“Do I think changing the laws on celibacy will lead to the downfall of the church? No I don’t. Celibacy is a doctrine, not an immutable truth ... it has always been open to change.”
A shortage of ordained priests in remote areas of South America has reignited a centuries old celibacy debate within the Catholic Church. In October, a majority of the 180 bishops from nine South American countries in the Amazon basin called for the ordination of married men to address a shortage of clergy in the region.
The proposals were contained in a final document approved on 26 October at the end of a three-week Amazon synod held at the Vatican. The document, approved by the bishops, noted that Catholics in the region had “enormous difficulties” in receiving communion and having the services of a priest.
Bishop Bill says he, like Pope Francis, favours obligatory celibacy, but that ideal had to be weighed against a Catholic’s right to partake in the Eucharist — a right many South Americans were being denied.
“I like what celibacy says about the priesthood and believe if it was to become optional, something positive would be lost,” Bishop Bill said.
“The priesthood was set up as the job being a calling, and there’s a value there about the ministry being a way of life, and not simply an occupation that may at times have to give way to a family.
“However, I’m not in the shoes of the South American bishops who can’t provide Eucharist to their people. If I were, I would have to think hard about whether the ideal (of celibacy) should be maintained in spite of what’s practical for the good of the people.”
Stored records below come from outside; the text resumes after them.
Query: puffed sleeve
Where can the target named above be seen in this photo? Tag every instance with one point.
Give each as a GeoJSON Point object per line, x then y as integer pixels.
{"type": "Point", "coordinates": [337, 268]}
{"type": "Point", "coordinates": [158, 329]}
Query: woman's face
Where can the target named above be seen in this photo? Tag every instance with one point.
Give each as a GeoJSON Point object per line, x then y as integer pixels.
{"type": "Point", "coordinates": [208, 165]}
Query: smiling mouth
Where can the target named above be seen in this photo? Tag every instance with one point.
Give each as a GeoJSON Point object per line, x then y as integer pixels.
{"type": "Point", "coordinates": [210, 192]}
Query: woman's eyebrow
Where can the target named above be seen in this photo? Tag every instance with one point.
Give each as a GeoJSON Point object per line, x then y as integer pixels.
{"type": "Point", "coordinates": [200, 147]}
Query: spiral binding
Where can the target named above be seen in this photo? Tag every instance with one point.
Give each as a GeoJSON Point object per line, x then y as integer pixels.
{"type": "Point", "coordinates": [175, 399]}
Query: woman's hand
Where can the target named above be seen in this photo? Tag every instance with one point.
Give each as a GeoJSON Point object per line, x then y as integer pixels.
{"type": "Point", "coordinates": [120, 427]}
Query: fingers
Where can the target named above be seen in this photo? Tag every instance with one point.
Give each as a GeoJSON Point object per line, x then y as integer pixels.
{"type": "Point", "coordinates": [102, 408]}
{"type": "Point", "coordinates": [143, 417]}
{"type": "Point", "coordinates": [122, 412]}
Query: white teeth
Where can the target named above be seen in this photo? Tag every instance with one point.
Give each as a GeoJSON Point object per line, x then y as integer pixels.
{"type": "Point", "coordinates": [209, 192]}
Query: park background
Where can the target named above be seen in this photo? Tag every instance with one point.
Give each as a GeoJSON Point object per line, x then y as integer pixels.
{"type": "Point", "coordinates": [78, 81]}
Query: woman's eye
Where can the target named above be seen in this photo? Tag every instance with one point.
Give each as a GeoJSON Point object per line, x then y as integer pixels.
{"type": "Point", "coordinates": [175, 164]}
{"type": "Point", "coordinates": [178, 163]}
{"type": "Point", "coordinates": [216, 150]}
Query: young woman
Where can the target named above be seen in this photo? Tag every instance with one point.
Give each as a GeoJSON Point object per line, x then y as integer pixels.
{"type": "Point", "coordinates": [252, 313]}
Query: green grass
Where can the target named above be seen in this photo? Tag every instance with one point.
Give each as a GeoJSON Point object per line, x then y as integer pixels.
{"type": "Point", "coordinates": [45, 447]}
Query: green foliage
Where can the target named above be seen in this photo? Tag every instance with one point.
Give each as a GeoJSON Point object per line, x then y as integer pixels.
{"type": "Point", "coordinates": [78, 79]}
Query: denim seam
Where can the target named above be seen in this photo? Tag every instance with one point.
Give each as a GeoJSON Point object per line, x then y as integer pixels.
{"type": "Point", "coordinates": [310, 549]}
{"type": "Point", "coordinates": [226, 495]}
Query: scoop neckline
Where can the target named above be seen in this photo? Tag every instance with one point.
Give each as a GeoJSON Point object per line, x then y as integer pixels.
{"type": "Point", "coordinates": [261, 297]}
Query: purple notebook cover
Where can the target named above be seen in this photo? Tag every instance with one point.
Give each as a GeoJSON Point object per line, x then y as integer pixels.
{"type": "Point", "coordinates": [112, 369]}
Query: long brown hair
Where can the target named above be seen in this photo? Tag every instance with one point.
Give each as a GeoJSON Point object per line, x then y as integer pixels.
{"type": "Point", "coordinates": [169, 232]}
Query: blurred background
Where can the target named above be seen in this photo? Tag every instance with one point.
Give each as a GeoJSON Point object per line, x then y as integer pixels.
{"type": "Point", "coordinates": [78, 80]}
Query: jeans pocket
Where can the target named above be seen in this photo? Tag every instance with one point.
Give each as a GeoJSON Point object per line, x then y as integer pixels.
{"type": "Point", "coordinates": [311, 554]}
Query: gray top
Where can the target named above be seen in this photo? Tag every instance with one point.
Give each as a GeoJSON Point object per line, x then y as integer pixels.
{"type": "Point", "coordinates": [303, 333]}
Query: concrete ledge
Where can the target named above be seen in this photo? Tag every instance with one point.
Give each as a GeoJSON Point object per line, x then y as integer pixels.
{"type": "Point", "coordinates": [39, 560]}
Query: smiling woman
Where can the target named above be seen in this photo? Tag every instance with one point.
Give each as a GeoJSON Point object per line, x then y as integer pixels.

The proposal has sparked a fierce debate between liberal and conservative factions in the church.
Bishop Bill said the opposition was coming from people already fearful of Pope Francis’s “liberalising tendencies”.
“Opponents see this proposal as the thin edge of the wedge type thing that could set a precedent,” he said.
In 2005, Australia's National Council of Priests declared that in order to adequately serve future Catholics, the number of Australian Catholic priests had to increase 20-fold. The council made a submission to the World Synod of Bishops, meeting at the time in Rome, in which they asked the bishops to consider reopening the priesthood to married men.
The bishops chose not to give their support or convey the council’s message to Pope Benedict and so nothing came of the request. In contrast, the current proposal, while limited only to remote areas in South America and to married men already ordained as deacons in the church, represents the first time a meeting of Catholic bishops has backed such a historic change to the tradition of celibacy among priests. The proposal was supported 128-41 by the bishops, an overwhelming majority.
Speaking at a press conference at the end of the synod, the Archbishop of Benevento, Cardinal Michael Czerny, said of the decision: "Things have to change. We cannot keep repeating old responses to urgent problems and expect to get better results than we've been getting so far."
As a trained church historian, Bishop Bill is pragmatic about potential changes to celibacy laws in the Catholic Church.
“People can’t say it’s impossible for priests to be married, because they have been in the past,” he said. “There was also opposition to married Anglican priests being allowed to convert to Catholicism 50 years ago. And the Indonesian bishops have been asking permission to ordain their married catechists in the villages since the 1970s.
“This particular proposal would be a moderate step because the men in South America are already deacons in Holy Orders. If the Pope supports this (proposal) it certainly won’t be the end of the church.”
It is not known when Pope Francis will make his final decision on the proposal.